In Wan Chai the bus came to sudden stop. The police soon arrived and began to take statements, since a black van had clipped the bus from behind, causing very minor damage to a wing mirror. After 20 minutes, another No 15 bus arrived, so we all moved into it and continued on to The Peak.

When we arrived, we saw that the queues for the buses and minibuses going down were very long. We all headed for The Peak viewing platform, passing a huddle of about 300 queuing for the Peak Tram. At the platform my daughter quickly took the photos she wanted. As it was very overcrowded, we decided it was best to retreat back downhill. We went into some public toilets, where a man stopped me entering with some force. A couple of minutes later, two women exited the gents': this behaviour seemed bizarre until my daughter came back saying that the ladies' was smeared with faeces and unusable.

We passed the queue for the Peak Tram which by now had swollen to more than 500. At the bus station, we waited in a queue which exceeded 150 people, but managed to get on to the very crowded bus, standing.

Soon, a young woman sat down, blocking the stairs, and began to vomit into a plastic bag. Then a man standing close to us began to faint, his legs buckling. No one offered him a seat, so I briefly supported him while one of his relatives gave him smelling salts.

Most passengers soon decided it was best just to get off the bus. At the terminus there were only six of us left.

All in all, our experience of visiting The Peak did not seem commensurate with a major international tourist attraction.

 

I refer to the letter by Marco Lau ("Preschool education hurts children", February 2) in which he boldly claims that preschool education brings harm upon children because they are forced into an "intensive schedule" and will therefore be less responsive to primary or secondary education. He says children's further development will be hampered.

Mr Lau claims that preschool education at an early age is harmful to the child's development and further studies. I may have agreed with him if he had provided any proof. However, evidence points to the contrary.

In the 1960s, a prominent preschool in the United States tracked a group of children who attended its institution until they were well into middle age. The results were surprising; for every dollar spent on an individual's preschool education, that individual contributed US$17 back into society when he or she became an adult.

These individuals who went to preschool were more likely to graduate from secondary school, scored higher in vocabulary and mathematics tests and were less likely to get into trouble and into prison or to rely on welfare than their counterparts who had not attended preschool.

They also earned 25 per cent more from their jobs. So this "bad idea" as Mr Lau puts it, has great benefits in store. And contrary to his opinion, it aids the child in later life.

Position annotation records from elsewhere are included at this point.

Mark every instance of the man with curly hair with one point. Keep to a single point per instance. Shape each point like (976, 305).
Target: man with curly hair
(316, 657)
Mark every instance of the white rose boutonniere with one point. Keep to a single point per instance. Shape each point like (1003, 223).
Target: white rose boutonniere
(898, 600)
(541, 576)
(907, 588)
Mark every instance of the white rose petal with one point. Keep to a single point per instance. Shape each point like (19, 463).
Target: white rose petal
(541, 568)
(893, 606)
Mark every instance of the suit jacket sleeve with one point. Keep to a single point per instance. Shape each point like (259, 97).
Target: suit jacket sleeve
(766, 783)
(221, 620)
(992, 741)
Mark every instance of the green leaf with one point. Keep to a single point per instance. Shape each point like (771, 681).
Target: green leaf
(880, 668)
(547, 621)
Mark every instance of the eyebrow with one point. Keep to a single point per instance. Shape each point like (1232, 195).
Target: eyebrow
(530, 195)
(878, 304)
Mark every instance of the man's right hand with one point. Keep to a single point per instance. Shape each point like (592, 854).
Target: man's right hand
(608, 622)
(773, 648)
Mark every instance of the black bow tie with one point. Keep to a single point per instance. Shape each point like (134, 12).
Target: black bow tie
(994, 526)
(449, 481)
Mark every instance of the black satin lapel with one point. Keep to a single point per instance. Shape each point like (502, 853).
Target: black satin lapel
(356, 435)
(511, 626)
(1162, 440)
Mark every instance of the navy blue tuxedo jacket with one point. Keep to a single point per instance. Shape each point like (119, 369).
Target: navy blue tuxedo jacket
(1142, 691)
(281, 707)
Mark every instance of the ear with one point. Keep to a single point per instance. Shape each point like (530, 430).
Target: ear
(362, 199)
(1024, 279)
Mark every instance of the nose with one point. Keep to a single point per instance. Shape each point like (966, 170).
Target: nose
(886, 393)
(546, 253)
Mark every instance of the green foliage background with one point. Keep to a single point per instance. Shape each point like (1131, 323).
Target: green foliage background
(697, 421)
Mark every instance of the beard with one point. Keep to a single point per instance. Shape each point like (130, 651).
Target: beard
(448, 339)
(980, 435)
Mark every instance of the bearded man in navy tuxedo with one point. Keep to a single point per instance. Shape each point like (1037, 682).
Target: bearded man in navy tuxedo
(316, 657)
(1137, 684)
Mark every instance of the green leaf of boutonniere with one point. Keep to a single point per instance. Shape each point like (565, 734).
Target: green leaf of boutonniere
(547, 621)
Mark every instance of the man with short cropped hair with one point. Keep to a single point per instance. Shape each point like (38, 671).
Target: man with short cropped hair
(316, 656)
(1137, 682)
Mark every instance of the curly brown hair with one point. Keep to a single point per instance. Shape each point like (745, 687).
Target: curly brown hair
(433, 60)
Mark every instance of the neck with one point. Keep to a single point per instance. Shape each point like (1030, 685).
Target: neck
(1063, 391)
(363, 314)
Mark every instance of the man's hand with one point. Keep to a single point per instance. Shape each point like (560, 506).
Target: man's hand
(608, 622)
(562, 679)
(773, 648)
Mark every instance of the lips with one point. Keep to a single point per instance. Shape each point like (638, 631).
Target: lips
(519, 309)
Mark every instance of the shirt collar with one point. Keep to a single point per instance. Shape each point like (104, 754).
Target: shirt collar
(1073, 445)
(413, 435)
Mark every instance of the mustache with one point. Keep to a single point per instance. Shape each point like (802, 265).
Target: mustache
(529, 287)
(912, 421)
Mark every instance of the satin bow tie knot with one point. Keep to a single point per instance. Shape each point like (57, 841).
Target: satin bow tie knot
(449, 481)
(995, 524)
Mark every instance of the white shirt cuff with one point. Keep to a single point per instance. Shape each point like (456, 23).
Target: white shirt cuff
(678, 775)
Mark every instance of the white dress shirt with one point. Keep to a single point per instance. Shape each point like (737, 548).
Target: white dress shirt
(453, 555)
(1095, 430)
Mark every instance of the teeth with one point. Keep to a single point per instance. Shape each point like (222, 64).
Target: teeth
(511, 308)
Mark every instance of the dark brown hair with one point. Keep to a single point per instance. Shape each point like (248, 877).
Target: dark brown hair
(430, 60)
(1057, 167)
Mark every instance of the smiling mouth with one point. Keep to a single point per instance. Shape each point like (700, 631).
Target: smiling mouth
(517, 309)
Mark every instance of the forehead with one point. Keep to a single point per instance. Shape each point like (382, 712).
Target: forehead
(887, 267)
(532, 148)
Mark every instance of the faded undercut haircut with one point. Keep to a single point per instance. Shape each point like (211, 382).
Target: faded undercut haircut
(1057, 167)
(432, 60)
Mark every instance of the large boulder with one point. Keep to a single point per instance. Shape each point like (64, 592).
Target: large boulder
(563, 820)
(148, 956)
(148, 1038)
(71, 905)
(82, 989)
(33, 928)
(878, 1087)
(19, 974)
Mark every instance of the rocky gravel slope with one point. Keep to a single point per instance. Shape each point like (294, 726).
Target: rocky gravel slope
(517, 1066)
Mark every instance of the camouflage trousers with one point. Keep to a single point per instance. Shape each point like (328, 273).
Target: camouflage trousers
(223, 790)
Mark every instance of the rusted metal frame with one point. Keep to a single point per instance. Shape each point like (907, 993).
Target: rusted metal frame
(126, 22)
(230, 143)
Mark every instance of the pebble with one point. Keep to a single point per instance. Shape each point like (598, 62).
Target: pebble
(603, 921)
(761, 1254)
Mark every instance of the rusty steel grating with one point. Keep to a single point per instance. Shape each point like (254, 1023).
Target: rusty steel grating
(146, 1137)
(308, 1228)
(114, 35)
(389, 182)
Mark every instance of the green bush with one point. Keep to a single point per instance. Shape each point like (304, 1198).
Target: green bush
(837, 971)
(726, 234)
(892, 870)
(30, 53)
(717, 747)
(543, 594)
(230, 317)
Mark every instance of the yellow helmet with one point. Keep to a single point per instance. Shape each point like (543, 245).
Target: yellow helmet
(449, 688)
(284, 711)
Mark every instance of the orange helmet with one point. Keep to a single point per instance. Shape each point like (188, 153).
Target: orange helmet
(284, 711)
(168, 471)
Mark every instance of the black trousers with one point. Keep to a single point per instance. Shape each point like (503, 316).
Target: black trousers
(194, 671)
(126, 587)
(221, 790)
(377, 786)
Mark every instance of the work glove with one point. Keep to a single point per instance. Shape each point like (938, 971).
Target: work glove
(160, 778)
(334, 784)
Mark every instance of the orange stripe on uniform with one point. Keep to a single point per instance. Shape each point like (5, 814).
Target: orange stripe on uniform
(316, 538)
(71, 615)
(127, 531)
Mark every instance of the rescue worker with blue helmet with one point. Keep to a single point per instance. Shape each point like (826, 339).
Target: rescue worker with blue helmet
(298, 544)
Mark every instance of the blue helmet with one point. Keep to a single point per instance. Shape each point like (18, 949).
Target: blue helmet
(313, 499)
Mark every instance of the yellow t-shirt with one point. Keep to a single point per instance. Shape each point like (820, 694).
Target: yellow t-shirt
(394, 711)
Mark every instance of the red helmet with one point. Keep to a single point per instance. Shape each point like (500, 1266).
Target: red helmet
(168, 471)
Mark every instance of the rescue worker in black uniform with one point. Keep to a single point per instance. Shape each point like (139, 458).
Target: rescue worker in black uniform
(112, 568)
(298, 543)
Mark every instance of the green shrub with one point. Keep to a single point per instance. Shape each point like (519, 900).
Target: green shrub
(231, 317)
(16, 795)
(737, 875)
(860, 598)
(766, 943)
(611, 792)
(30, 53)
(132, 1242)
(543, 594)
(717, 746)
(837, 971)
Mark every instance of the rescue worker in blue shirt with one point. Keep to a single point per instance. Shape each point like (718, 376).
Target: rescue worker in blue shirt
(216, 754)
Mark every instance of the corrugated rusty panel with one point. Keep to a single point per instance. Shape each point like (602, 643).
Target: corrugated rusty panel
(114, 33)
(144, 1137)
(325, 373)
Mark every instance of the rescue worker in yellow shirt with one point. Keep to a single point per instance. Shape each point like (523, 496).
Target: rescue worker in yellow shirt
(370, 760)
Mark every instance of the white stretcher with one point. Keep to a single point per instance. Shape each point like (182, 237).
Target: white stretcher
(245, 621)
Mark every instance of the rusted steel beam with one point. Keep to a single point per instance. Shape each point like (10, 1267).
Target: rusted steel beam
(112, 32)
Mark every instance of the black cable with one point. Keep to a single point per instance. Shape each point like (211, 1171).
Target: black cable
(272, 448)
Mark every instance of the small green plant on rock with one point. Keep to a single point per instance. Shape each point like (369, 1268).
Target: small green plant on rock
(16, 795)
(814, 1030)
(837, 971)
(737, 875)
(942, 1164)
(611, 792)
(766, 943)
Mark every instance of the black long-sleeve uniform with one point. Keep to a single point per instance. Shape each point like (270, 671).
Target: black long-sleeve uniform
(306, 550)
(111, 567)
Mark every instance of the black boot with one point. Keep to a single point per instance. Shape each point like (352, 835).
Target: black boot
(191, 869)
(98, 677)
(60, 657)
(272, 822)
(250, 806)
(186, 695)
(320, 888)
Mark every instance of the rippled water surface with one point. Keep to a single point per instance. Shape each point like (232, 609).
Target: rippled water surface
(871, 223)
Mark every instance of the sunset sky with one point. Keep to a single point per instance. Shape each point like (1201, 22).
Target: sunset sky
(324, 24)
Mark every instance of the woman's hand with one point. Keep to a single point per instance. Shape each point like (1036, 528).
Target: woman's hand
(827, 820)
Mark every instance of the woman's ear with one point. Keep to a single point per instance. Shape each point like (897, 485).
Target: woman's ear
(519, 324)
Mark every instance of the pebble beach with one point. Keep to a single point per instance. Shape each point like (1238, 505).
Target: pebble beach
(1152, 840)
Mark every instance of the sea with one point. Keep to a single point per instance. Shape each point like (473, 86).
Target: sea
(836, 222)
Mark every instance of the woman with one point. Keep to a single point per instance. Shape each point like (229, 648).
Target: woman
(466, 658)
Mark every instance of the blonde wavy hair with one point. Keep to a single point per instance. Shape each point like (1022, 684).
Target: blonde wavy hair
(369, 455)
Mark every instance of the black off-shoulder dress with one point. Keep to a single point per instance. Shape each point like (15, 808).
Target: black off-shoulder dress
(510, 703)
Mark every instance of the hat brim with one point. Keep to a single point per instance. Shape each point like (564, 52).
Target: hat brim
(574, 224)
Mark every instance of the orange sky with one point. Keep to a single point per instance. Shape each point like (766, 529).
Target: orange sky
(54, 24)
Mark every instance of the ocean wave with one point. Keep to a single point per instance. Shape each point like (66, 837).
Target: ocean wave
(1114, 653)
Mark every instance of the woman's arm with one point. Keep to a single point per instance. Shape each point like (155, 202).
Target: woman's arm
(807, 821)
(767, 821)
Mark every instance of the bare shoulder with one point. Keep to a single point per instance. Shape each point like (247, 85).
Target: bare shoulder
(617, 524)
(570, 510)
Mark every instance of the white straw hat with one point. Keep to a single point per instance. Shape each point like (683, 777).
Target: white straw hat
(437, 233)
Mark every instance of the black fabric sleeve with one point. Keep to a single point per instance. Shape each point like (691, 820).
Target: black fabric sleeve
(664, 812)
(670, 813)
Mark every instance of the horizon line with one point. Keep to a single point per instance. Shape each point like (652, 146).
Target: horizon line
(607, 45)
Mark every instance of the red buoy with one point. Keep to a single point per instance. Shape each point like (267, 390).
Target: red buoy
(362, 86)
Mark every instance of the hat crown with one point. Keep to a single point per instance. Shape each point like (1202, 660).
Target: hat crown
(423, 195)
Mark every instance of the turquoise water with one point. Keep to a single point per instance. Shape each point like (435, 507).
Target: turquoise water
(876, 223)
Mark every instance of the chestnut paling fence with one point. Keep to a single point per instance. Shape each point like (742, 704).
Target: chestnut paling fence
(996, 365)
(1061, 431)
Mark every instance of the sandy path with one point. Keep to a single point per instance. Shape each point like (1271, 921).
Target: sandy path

Mr Lau goes on to assume that by sending a child to preschool, one would be bombarding the child with heaps of information. However I find this assumption to be untrue and misinformed. My friends and I all attended preschool at an early age, and none of us is one of the "data saving machines" Mr Lau has referred to.

He has also found a way to pin the blame of lack of enthusiasm in studies on preschool. This is flawed logic. To claim a student's academic ineptitude is due to his preschool education is irrational and would be similar to blaming a son for his father's wrongdoings.

I suggest Mr Lau should reconsider his stance on this ultimately rewarding system of education called preschool.

 

Everyone is busy during Lunar New Year - visiting relatives, greeting and receiving red packets from others.

To adults, it is a time to gather and meet each other. However, it seems this festival has another meaning to children.

What they care about is the money inside the red packets, but they don't understand the true meaning of New Year, which is about gathering together and sharing.

This can be easily rectified if parents explain more instead of letting children explore everything on their own.